Читать «Русь. Том II» онлайн - страница 3

Пантелеймон Сергеевич Романов

Дворянство, земства, городские управления и отдельные лица — все они посылали телеграммы правительству с заявлениями о готовности защищать родину до последней капли крови.

И чем больше людей и учреждений посылало такие телеграммы, тем большее количество людей оказывалось вынужденным сделать то же, чтобы их молчание не было понято как проявление холодности и отсутствия патриотизма.

Вспоминались времена Минина и Пожарского. Говорили, что купечество и промышленники исполнят свою роль Мининых и дадут неисчерпаемые источники средств.

В состоянии этого подъёма хотелось, чтобы события начались как можно скорее и уж наверное.

Даже многие из принципиальных противников всякого насилия были готовы приложить свои силы к общему делу, но при условии, чтобы их помощь не служила убийству людей. А если бы и служила, то при условии, что эта война является последней.

И так как эта война, по их мнению, последняя, то каждый должен, не колеблясь, пожертвовать всем, отдать все силы без всяких разговоров на великое дело освобождения мира от грубой силы германского милитаризма. И враг тот, кто осмеливается говорить против войны!
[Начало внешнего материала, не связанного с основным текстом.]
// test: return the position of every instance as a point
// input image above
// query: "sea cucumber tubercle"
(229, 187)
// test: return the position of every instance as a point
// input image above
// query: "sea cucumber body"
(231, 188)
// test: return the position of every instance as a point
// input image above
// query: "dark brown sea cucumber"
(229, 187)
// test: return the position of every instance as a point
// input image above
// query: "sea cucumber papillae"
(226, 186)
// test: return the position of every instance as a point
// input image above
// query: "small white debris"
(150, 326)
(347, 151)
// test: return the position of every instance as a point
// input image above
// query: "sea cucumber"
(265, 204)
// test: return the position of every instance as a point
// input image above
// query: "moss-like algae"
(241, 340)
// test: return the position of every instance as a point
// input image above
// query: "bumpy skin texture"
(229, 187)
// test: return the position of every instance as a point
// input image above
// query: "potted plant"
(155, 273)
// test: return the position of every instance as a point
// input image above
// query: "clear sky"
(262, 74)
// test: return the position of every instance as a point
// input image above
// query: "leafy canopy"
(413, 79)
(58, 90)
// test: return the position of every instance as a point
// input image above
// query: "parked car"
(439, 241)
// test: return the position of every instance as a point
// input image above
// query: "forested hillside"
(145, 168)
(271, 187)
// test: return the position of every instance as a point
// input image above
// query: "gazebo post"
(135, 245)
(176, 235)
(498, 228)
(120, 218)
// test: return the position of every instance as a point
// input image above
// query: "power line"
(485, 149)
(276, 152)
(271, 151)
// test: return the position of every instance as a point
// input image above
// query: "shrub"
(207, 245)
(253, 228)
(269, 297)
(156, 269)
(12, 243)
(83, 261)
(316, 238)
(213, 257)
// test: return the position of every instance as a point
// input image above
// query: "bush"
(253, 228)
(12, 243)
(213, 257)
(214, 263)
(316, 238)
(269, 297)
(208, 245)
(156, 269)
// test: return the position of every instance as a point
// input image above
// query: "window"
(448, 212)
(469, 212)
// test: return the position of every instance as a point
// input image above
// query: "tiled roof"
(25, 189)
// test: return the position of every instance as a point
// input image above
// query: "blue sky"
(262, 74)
Стали популярны слова Николая II, который сказал, что он не прекратит войны до тех пор, пока хоть один неприятельский солдат останется на его земле, и что он доведёт до конца войну, какою бы она ни была.

Это изречение, хоть и было повторением чужих слов (Александра I в войну с Наполеоном), влило новую струю подъёма и вызвало целую бурю энтузиазма с коленопреклонением столичной публики перед Зимним дворцом. Потом конец фразы переврали и стали говорить: «Доведём войну до конца, какой бы он ни был».

Это изречение и явилось лозунгом, под которым пошла вся буржуазная интеллигенция и который слил воедино почти все её враждовавшие до того группы.

III

Если бы в яркое солнечное утро 22 июля 1914 года посмотрели на Москву откуда-нибудь издали, например, с Воробьёвых гор, то показалось бы, что в ней всё обыкновенно, как всегда.

Так же блестела на лугу и на тенистом берегу под берёзами не высушенная ещё солнцем роса. Так же, как всегда, по другую сторону реки виднелись огороды с капустой, пустующие места, какие-то сорные, занавоженные пространства, которые всегда бывают на окраинах больших городов.

А за ними в тумане и утреннем дыму искрились и сверкали кресты церквей, полыхали на солнце вечно новым золотом купола соборов, темнели древние, как бы обросшие мохом столетий, кремлёвские башни. И надо всем этим возвышался блещущий, сверкающий золотом громадный купол храма Христа.

Была та тишина и ясность воздуха и резкость очертаний, какие бывают только в ясные предосенние утра. Но уже при самом въезде в город сразу было видно, что случилось что-то огромное, что подняло на ноги всю старую Москву с её тесными кривыми улицами, крестами старинных церковок, чайными, трактирами и булочными с кренделями в окнах.

Вниз по Тверской, по Лубянке и Мясницкой от Красных ворот, запрудив улицы и тротуары, шли толпы людей. Над головами их впереди колыхались портреты царя, короля сербского, несомые на длинных шестах, похожих на те, на которых носят церковные хоругви. Пение гимна, слышное ещё издали, отдавалось в переулках, сливаясь и мешаясь с пением других процессий.